Happiness science makes economics the not-so-dismal science
The Not-So-Dismal Science
How economists measure whether you're happy.
By Tim Harford/Slate
All things considered, are you happy with your life as a whole these days? Yes? Good. But are you sure?
Happiness is a big question both for researchers and for policy wonks these days, so it is slightly discomfiting to reflect that people may not even know the answer to the simple question, "Are you happy?"
This happiness business is a difficult one for economists. Alan Krueger , an economist who is also one of the leading happiness researchers, prefers to talk of " subjective well-being ," partly because he thinks "happiness sounds a bit frivolous."
The reluctance of most economists to get involved is not because of an overly miserable disposition—please ignore that phrase "the dismal science"—nor because economists only care about money. It is because since the 1930s, economic theory has proclaimed that the only standard of what makes people happy is what they do. You chose to eat another Twinkie? We, the economists, can only presume that this was the choice that maximized your happiness.
But Krueger is one of a growing army of economists and psychologists who have been discovering counterexamples. For instance, although you choose your spouse but not your parents, people seem to enjoy spending time with their parents more than they enjoy spending time with their spouses. Maybe Oedipus had the right idea after all.
On the other hand, married people claim to be happier than single people do. What explains the discrepancy? The difference rests on an unexpected distinction: How satisfied you are with your life is not at all the same thing as how you feel while you are living it.
The difference shows up in the two main approaches to happiness research. Researchers can ask some variant of the question with which I began this article in an attempt to measure overall satisfaction with life. Or, they can use the "day reconstruction method," which is championed by Krueger and psychologist Daniel Kahneman , who despite claiming to know little about economics has been awarded the Nobel Prize in the subject.
This method tries to measure the flow of emotion by asking people to think back over a recent day and reconstruct what they did—had breakfast, got the kids ready for school, drove to work, sat in a meeting, and so on—and how they felt while they did it.
Collecting such data is expensive, but it has some advantages over the simple question about how satisfied people are with their lives.

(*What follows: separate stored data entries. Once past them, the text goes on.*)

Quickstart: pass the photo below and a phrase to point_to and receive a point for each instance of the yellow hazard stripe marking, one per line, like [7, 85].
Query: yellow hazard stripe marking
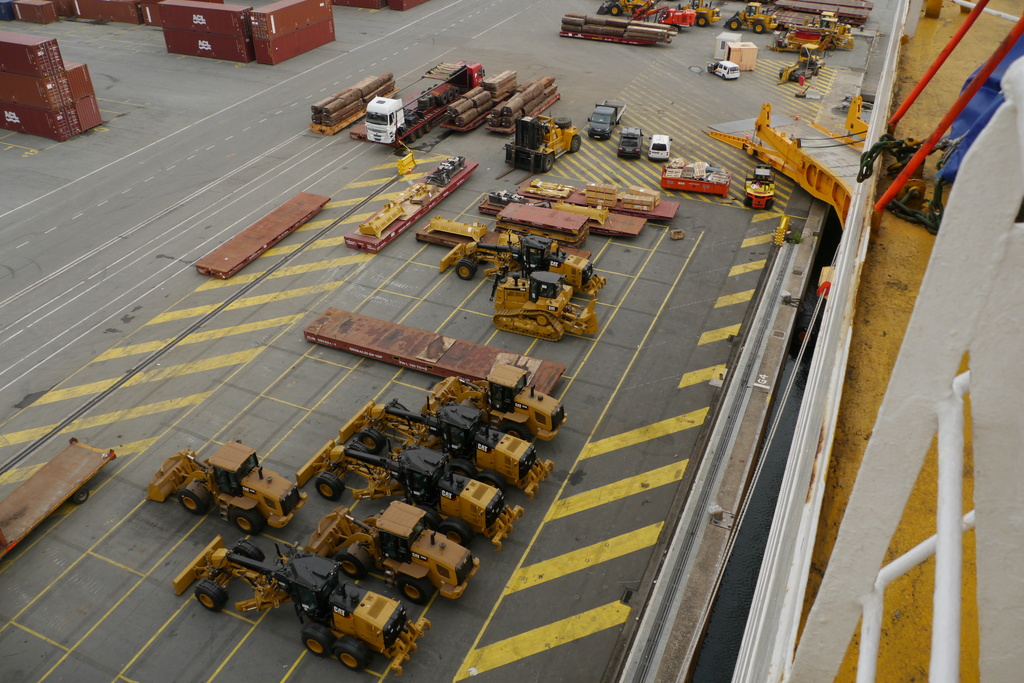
[718, 335]
[645, 433]
[206, 335]
[289, 270]
[584, 558]
[613, 492]
[14, 438]
[732, 299]
[747, 267]
[543, 638]
[701, 376]
[245, 302]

For one thing, psychologist Norbert Schwarz has shown that when you ask people how happy they are, the answer you get will depend on whether the sun is shining or whether they have just found a dime on the floor. (Schwarz used to plant coins where people would find them.)
That just shows how vulnerable people's views of their own satisfaction with life are. Kahneman argues that measures of life satisfaction are based on heavily edited memories of actual experiences. People recall the peaks, gloss over the troughs, and are influenced by recent events, including sunshine and serendipitous dimes. The kind of person who says she is happy with her life, then, is the kind of person who is experiencing lots of intense, positive emotion, even if there is a lot of anxiety thrown in there, too. High-powered city types remember the excitement of the deal but forget the misery of the long commute.
The new happiness research is starting to show up in policy proposals—for example, British economist Lord Richard Layard is campaigning for more government funding for cognitive behavioral therapists. But Kahneman and Krueger are proposing something low-key but potentially rather subversive: national time-use accounts, which would attempt to measure how a nation's citizens typically spend their time and how they feel while they are doing it. It remains to be seen whether their findings will put a smile on anyone's face.
(Tim Harford is a columnist for the Financial Times . His latest book is The Undercover Economist.)